A chuva registrada nos primeiros meses do ano trouxe alívio, mas não foi suficiente para recuperar os níveis dos principais reservatórios que abastecem a Grande São Paulo à faixa de normalidade. Com isso, restrições à distribuição de água serão mantidas. Dados da Companhia de Saneamento Básico do Estado de São Paulo (Sabesp) mostram que em fevereiro o volume útil do Sistema Integrado Metropolitano (SIM) subiu de 35,6% para 48,2%. Ainda assim, de acordo com a agência do governo SP Águas, a redução de pressão noturna por 10 horas será mantida para poupar as represas. A medida, prevista em plano de contingência, está em vigor desde agosto passado.
Impacto nas comunidades da Grande SP
No bairro do Capão Redondo, na Zona Sul da capital, a falta de água virou assunto recorrente entre os moradores. "A gente não tem outro papo a não ser da água que falta no bairro", conta a cuidadora Cíntia Salvador do Monte. Todas as noites, a Sabesp, concessionária responsável pelo abastecimento em São Paulo, reduz a pressão nos encanamentos de distribuição. Sem pressão, a água não chega a muitas casas em bairros mais altos. Segundo a companhia, a medida busca minimizar perdas em vazamentos subterrâneos e economizar água em um momento em que os reservatórios estão com níveis baixos.
Situação dos reservatórios e expectativas
Tradicionalmente, o período de cheias em São Paulo ocorre entre outubro e o fim de março. São seis meses em que as represas deveriam acumular praticamente toda a água necessária para o restante do ano.
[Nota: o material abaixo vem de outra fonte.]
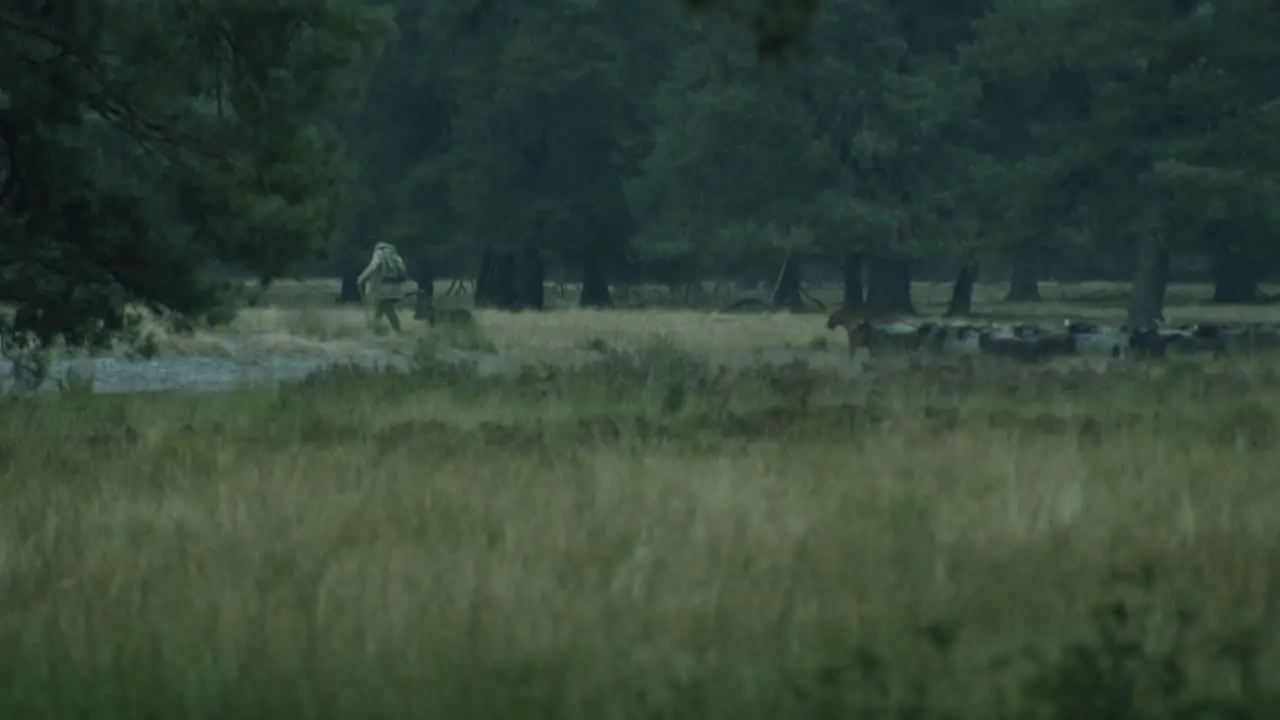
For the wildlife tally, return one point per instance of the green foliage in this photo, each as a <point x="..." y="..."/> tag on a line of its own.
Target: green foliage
<point x="147" y="144"/>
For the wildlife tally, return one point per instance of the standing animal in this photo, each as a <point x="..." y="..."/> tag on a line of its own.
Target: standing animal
<point x="874" y="332"/>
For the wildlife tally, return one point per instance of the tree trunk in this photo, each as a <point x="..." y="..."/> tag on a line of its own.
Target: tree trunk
<point x="786" y="291"/>
<point x="350" y="291"/>
<point x="496" y="285"/>
<point x="595" y="283"/>
<point x="888" y="286"/>
<point x="1024" y="279"/>
<point x="1235" y="279"/>
<point x="1150" y="279"/>
<point x="851" y="273"/>
<point x="487" y="281"/>
<point x="423" y="304"/>
<point x="424" y="274"/>
<point x="529" y="279"/>
<point x="961" y="292"/>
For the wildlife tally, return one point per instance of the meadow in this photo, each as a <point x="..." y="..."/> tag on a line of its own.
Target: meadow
<point x="661" y="528"/>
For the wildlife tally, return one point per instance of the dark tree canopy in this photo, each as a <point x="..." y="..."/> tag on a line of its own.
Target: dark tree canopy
<point x="147" y="144"/>
<point x="146" y="147"/>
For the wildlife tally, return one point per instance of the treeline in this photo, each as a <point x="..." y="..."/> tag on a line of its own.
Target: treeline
<point x="607" y="141"/>
<point x="631" y="140"/>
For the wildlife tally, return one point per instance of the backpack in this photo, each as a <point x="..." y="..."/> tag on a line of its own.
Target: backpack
<point x="393" y="268"/>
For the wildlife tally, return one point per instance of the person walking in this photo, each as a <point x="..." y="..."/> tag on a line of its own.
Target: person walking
<point x="383" y="281"/>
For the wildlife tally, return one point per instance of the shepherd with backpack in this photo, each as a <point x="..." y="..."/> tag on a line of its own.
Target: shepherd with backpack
<point x="383" y="279"/>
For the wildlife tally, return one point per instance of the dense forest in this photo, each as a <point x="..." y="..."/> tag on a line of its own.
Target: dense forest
<point x="626" y="141"/>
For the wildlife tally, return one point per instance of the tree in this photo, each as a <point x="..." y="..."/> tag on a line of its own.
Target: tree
<point x="1165" y="128"/>
<point x="145" y="147"/>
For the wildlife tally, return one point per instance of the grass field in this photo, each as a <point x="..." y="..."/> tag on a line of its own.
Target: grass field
<point x="647" y="536"/>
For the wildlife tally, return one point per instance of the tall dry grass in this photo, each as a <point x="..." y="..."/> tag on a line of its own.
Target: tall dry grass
<point x="647" y="537"/>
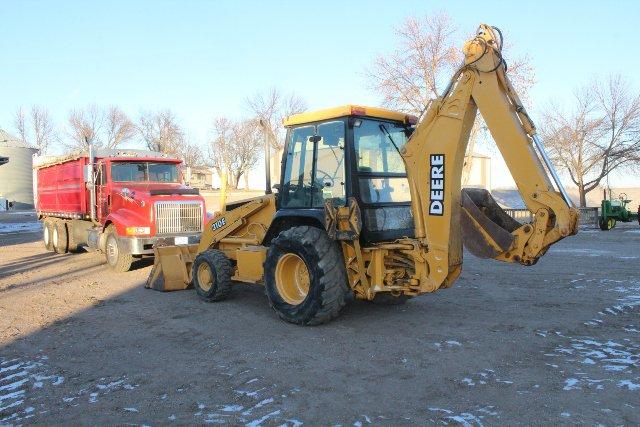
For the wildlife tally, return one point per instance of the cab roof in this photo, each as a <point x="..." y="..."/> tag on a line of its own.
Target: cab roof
<point x="348" y="110"/>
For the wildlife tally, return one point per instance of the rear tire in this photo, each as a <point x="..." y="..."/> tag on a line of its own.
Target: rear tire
<point x="211" y="275"/>
<point x="60" y="239"/>
<point x="47" y="233"/>
<point x="116" y="259"/>
<point x="316" y="298"/>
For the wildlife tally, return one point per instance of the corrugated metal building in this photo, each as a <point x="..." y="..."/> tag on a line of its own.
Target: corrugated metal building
<point x="16" y="176"/>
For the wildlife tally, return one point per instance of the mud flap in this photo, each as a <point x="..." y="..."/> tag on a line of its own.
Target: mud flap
<point x="486" y="228"/>
<point x="172" y="268"/>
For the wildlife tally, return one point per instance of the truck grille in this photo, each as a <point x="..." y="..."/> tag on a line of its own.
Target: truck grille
<point x="178" y="217"/>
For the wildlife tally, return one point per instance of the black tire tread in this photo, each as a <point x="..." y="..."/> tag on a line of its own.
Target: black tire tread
<point x="123" y="264"/>
<point x="223" y="270"/>
<point x="330" y="270"/>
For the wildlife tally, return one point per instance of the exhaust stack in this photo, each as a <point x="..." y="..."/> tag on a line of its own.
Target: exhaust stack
<point x="91" y="181"/>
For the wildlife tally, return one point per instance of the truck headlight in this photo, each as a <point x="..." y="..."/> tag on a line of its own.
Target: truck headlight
<point x="136" y="231"/>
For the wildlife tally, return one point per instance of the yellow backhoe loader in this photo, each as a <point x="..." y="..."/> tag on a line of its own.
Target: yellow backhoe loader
<point x="370" y="205"/>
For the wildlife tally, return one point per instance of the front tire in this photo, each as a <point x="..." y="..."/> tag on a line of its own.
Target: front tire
<point x="305" y="276"/>
<point x="116" y="259"/>
<point x="211" y="275"/>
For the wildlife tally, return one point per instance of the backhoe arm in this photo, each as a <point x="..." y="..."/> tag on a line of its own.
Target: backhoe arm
<point x="434" y="157"/>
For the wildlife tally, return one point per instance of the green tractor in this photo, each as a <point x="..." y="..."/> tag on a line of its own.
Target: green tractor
<point x="614" y="210"/>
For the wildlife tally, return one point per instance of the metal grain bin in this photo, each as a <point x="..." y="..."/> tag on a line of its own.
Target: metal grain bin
<point x="16" y="176"/>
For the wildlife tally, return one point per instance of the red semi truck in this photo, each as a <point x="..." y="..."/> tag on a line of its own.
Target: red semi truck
<point x="120" y="202"/>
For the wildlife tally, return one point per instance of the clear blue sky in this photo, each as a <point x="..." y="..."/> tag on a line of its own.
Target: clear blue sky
<point x="203" y="58"/>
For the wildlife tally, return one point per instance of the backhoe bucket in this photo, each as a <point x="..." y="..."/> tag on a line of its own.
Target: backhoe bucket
<point x="486" y="228"/>
<point x="172" y="268"/>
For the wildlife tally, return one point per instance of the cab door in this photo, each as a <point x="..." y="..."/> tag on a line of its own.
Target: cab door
<point x="314" y="169"/>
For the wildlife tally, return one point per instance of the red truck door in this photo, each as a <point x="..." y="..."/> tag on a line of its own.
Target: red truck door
<point x="102" y="193"/>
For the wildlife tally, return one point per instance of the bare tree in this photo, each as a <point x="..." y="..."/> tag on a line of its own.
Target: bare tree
<point x="416" y="70"/>
<point x="234" y="148"/>
<point x="118" y="127"/>
<point x="601" y="134"/>
<point x="36" y="130"/>
<point x="161" y="131"/>
<point x="85" y="126"/>
<point x="273" y="106"/>
<point x="101" y="127"/>
<point x="427" y="53"/>
<point x="191" y="155"/>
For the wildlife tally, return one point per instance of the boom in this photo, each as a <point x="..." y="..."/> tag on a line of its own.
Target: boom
<point x="434" y="158"/>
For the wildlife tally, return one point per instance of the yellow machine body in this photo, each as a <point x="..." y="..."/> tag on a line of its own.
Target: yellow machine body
<point x="443" y="214"/>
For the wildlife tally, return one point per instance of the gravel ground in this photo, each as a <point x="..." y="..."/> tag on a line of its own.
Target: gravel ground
<point x="556" y="343"/>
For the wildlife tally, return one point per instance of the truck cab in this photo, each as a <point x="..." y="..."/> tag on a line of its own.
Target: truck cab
<point x="144" y="200"/>
<point x="121" y="202"/>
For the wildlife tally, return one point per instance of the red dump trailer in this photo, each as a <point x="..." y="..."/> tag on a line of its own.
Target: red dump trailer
<point x="121" y="202"/>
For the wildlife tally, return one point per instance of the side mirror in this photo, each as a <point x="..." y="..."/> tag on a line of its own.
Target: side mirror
<point x="88" y="174"/>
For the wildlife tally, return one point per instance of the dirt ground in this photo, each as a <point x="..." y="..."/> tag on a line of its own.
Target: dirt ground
<point x="556" y="343"/>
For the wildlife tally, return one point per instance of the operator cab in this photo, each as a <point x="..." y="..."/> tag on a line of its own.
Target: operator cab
<point x="350" y="151"/>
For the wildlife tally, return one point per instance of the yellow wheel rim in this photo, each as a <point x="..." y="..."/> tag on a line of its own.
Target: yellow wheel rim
<point x="205" y="277"/>
<point x="292" y="279"/>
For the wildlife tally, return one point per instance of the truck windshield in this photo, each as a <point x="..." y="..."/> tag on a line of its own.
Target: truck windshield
<point x="144" y="172"/>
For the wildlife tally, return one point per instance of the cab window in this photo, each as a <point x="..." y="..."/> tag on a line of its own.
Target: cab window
<point x="381" y="170"/>
<point x="314" y="170"/>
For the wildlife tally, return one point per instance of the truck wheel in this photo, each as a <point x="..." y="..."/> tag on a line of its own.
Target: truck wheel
<point x="47" y="232"/>
<point x="116" y="259"/>
<point x="305" y="276"/>
<point x="60" y="238"/>
<point x="211" y="275"/>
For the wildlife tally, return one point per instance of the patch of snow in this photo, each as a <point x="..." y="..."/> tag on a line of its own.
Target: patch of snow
<point x="20" y="227"/>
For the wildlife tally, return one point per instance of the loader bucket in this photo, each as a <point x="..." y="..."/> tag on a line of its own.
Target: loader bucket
<point x="172" y="268"/>
<point x="486" y="228"/>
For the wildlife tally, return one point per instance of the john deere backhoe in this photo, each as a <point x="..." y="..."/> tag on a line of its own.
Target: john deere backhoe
<point x="370" y="204"/>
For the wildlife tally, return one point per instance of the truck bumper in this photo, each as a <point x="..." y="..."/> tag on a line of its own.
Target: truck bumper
<point x="144" y="245"/>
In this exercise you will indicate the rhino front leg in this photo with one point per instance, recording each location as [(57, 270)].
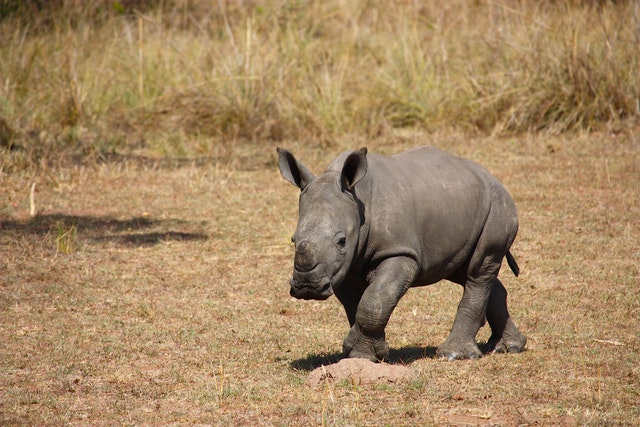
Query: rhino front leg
[(366, 339), (505, 336)]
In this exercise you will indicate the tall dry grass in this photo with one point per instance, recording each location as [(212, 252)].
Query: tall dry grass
[(179, 77)]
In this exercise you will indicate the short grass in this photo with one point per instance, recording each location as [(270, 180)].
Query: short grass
[(170, 303)]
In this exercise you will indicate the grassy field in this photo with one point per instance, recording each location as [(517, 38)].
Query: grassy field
[(143, 279)]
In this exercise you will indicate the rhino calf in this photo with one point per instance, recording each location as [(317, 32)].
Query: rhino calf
[(371, 227)]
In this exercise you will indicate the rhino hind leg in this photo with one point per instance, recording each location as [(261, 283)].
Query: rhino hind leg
[(479, 278), (505, 336)]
Cinco desses meses já passaram. No maior dos reservatórios, o Sistema Cantareira, este é o terceiro pior período de chuvas dos últimos dez anos. O Cantareira abastece cerca de 9 milhões de moradores da Grande São Paulo. De outubro de 2025 a fevereiro de 2026, o sistema acumulou 75 bilhões de litros de água, volume muito abaixo da média da última década. Atualmente, o reservatório opera com cerca de 36% da capacidade. Já o SIM, que reúne sete mananciais, registrou o menor patamar para o mês desde 2016, quando os reservatórios que atendem a região ainda estavam se recuperando da crise hídrica do ano anterior.
Desafios e soluções para o abastecimento de água
Segundo a pesquisadora do Centro Nacional de Monitoramento e Alertas de Desastres Naturais (Cemaden), Adriana Cuartas, a chuva acima da média em algumas regiões não garantiu recuperação significativa dos reservatórios. Para o hidrólogo Carlos Tucci, é preciso ampliar as estratégias para garantir o abastecimento. Entre as alternativas, ele cita a busca por novas fontes de água, investimentos em reuso e redução de perdas na rede de distribuição. Enquanto soluções estruturais não avançam, comerciantes enfrentam prejuízos. A cabeleireira Luana Ezequiel Lemos afirma que precisa suspender o atendimento quando fica sem água no salão. "Sem a água, não trabalho. Às vezes eu peço água para o vizinho", conta.
Investimentos e medidas da Sabesp
Em nota, a Sabesp informou que está investindo mais de R$ 5 bilhões em obras de segurança e resiliência hídrica na Região Metropolitana de São Paulo até o ano que vem. Segundo a companhia, diante da pior estiagem dos últimos dez anos, foram adotadas medidas operacionais para preservar os mananciais, como a redução da pressão na rede durante a madrugada. A Sabesp afirma que, desde agosto do ano passado, a estratégia já permitiu economizar 103 bilhões de litros de água — volume suficiente para abastecer toda a Grande São Paulo por cerca de 20 dias.
Faixas de atuação do governo na gestão hídrica
As faixas de atuação do governo na gestão hídrica indicam a necessidade de medidas proporcionais aos níveis dos reservatórios. Com a situação atual, as restrições de água serão mantidas na região da Grande São Paulo. A busca por alternativas e a conscientização sobre o uso racional da água são essenciais para enfrentar a escassez hídrica e garantir o abastecimento da população.